One of my readers used Kübler-Ross’s framework to describe her own mourning as a work-in-progress. Her mother is still living, so this story is still ongoing. I think her first-person account, quoted in full but anonymously, will be of help to many who are still floundering.


Denial:

 "I couldn’t believe that a mother would choose to do this to her own child. How could she not love me?"


Anger: 

 "I was angry for a very long time. Angry for her attitude, what we could have had. But most of all angry at her for her choice that she would rather feel RIGHT than have a relationship with me. She would choose to give it up for the sake of her screwed-up narcissistic self. This is what pissed me off the most."


Bargaining: 

"I don’t think I had this stage. There were 'if only' feelings, but you can’t bargain with a person like her. It just won’t work."


Depression:

"This stage has lasted decades. When the person is still alive, I think you always have this deep-down hope of reconciliation. Maybe she’ll come around. Maybe on her deathbed, she will have an epiphany of some kind and realize what she’s done. A last moment of clarity and confession. Don’t hold your breath. It’s been hard on me to see my friends and their moms who have great relationships. You think, 'Why didn’t I get that? I deserve that too, dammit!'"


Acceptance:

"I don’t know whether I will ever have this stage fully until she’s gone. One of the ways I have dealt with it is to be the very best mom I can be to my own children. They know all the family history. They get it and understand why I did what I did."


Photograph by Jesse Parkinson. Copyright free. Unsplash.com
Source: Photograph by Jesse Parkinson. Copyright free. Unsplash.com
 
 
What does it mean to mourn the mother you deserved?
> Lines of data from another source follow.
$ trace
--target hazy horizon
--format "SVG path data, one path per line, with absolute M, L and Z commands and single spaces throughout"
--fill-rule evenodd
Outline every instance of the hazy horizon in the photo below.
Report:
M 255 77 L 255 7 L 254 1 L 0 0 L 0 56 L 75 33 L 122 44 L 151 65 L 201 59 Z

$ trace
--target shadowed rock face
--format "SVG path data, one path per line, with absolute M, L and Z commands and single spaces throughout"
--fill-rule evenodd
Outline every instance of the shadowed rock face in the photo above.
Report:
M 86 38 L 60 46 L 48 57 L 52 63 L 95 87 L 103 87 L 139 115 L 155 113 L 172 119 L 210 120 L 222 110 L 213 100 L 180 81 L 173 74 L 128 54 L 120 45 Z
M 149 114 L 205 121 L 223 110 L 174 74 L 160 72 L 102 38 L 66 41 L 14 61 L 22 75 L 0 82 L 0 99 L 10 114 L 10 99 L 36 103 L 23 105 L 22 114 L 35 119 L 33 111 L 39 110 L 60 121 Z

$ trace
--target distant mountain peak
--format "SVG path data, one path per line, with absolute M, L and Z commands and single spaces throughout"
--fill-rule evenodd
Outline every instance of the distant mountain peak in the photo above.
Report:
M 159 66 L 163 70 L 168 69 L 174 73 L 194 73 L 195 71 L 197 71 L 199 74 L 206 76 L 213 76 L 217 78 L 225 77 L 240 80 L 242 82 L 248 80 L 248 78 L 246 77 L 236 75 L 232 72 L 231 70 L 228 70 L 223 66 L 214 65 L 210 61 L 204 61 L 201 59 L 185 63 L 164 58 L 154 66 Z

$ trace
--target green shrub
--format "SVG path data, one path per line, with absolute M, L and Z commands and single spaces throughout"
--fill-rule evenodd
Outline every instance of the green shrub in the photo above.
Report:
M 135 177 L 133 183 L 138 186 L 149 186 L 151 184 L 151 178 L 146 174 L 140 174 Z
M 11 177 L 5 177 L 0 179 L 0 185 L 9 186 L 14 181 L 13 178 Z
Just what it sounds like — to grieve the absence of a mother who listened to you, took pride in you, who needed you to understand her as well as she understood you, a woman willing to own up to her mistakes and not excoriate you for yours, and — yes — someone to laugh and cry with.
I look at my relationship with my own daughter and, sometimes, I can see how my younger self would have envied her. Even now, it’s difficult to look past how my mother squandered countless opportunities; chief among them, actually knowing me.